Wang Xiaolin, Zhou Zhonghe, He Huaiyu, Jin Fan, Wang Yuanqing, Zhang
Jiangyong, Wang Yuan, Xu Xing & Zhang Fucheng: Stratigraphy and age of the
Daohugou Bed in Ningcheng, Inner Mongolia, Chinese Science Bulletin (English
edition) 50(20), 2369 -- 2376 (October 2005)
The Tiaojishan Fm, which has the mentioned radiometric date ( = Middle-Late
Jurassic boundary), underlies the Daohugou Bed, rather than overlying it.
The geology is pretty complex,
Quite so. That's why it was even possible to confuse up and down.
and I think the dates are still controversial,
They shouldn't be.
but this definitely is an older fauna than the Jehol,
Yes, but nobody knows by how much, except that the Middle-Late Jurassic
boundary is the upper limit.
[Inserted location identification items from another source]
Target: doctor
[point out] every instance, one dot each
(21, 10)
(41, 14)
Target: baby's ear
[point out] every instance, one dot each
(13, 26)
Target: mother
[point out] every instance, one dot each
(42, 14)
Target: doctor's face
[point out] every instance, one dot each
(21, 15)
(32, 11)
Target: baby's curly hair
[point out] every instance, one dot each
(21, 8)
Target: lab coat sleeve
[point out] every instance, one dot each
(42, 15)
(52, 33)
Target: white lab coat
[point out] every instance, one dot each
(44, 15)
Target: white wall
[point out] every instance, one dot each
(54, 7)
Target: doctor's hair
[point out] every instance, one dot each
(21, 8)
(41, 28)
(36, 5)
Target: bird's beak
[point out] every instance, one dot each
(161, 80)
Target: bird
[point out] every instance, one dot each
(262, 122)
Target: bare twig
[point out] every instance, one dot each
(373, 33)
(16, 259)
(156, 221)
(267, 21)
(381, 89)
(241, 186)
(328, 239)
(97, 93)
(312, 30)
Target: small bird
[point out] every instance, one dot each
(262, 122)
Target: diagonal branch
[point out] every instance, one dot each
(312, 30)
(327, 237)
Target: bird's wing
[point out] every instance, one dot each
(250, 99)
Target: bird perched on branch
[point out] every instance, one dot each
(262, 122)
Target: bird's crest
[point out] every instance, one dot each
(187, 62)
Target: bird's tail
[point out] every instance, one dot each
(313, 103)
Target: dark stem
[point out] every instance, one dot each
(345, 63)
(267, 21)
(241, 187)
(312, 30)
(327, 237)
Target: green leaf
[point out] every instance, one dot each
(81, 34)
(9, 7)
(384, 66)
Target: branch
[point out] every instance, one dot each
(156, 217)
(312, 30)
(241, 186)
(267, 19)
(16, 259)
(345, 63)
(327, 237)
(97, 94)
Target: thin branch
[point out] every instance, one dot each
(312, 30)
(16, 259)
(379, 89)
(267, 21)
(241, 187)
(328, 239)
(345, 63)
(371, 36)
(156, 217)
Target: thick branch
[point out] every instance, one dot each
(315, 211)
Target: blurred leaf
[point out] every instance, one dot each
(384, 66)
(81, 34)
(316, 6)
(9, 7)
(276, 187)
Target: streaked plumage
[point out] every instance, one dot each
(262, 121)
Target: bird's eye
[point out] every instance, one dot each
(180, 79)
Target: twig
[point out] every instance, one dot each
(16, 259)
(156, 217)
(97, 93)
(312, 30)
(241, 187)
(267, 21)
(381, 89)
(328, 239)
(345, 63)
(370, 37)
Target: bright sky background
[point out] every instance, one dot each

The Daohugou Bed could be just older than the
Yixian Fm. (Its relationships to the Hauterivian Dabeigou Fm and the
Berriasian Tuchengzi Fm are unknown.)
and if the dating is right probably is older than Archaeopteryx (with the
caveat that Archaeopteryx itself is not firmly dated on a radiometric
scale).
On a relative scale, however, Archie is dated quite securely at Tithonian.
THey also say its claws show it could climb, probably about as well as
Microraptor.
Which, in turn, was no more arboreal than a pigeon...
*Epidendrosaurus/Scansoriopteryx*, however, does have two or three arboreal
adaptations.
Anyway, it's a wonderful fossil, and I am looking forward to seeing more.